Curtis Bennet, 14, was one of the youngest competitors in the World Championship Standing Block Woodchop heats at the Easter Show. Picture: Rohan Kelly Source: News Corp Australia

WHEN your grandfather is a world champion woodchopper and your father has taken out Australian competitions, it’s inevitable that you’ll also end up in the sport.

Curtis Bennett, 14, is one of the youngest competitors at the Woodchopping and Sawing Competition at the Sydney Royal Easter Show.

He has cut 1000 blocks just this year in preparation for the competition and this week he was chopping against men at least three times his age in the 275mm underhand category.

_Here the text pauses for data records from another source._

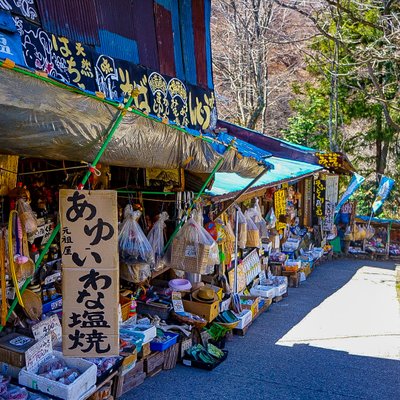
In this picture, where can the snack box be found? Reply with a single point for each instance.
(40, 353)
(245, 318)
(264, 291)
(13, 348)
(148, 331)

Swingin’ safari ... Curtis Bennett shows his style with the axe. Picture: Rohan Kelly Source: News Corp Australia

While he was the last of the six competitors to chop through his block, there was a huge cheer from the crowd once he swung the axe for the final blow.

Curtis said mental strength was the hardest part of woodchopping, although the physical toll was huge and the lungs and throat burned the most during the competition.

“One guy threw up the other day, that’s how hard you are working. I’ve seen times where Dad has come off and he is coughing up blood ‒ it’s a fairly regular occurrence,” he said.

Wood you believe it ... Curtis Bennett, 14, his grandfather Len, 74, and father Simon, 48, are are something of a woodchopping dynasty. Picture: Rohan Kelly Source: News Corp Australia
Curtis Bennett hopes to follow in the footsteps of his father, an Australian Champion, and grandfather, a World Champion. Picture: Rohan Kelly Source: News Corp Australia  

His grandfather Len Bennett, 74, was crowned World Champion in 1975 and said Curtis was a born natural. “I woodchopped for 40 to 50 years and Curtis has only been chopping for a little over 12 months. He is unflappable, he has no nerves and the perfect temperament and one day he’ll be the best ever,” he said. Curtis’ father Simon, 48, is also competing at the Show and the three of them have brought $50,000 worth of gear, including 40 axes and sharpening stones.

No axe to grind ... Adam Lowe, a New Zealand competitor in the World Championship Standing Block Woodchop heats, and Curtis Bennett. Picture: Rohan Kelly Source: News Corp Australia.

And Curtis’ long term goal? To become a world champion woodchopper just like his grandfather, of course.


The Woodchopping & Sawing Competition has been a part of the Sydney Royal Easter Show for over a century.

Around 200 male and female competitors compete in 65 different classes.

It is the only Show competition that is also a World Titles event, so is known as the “Wimbledon of Woodchopping”.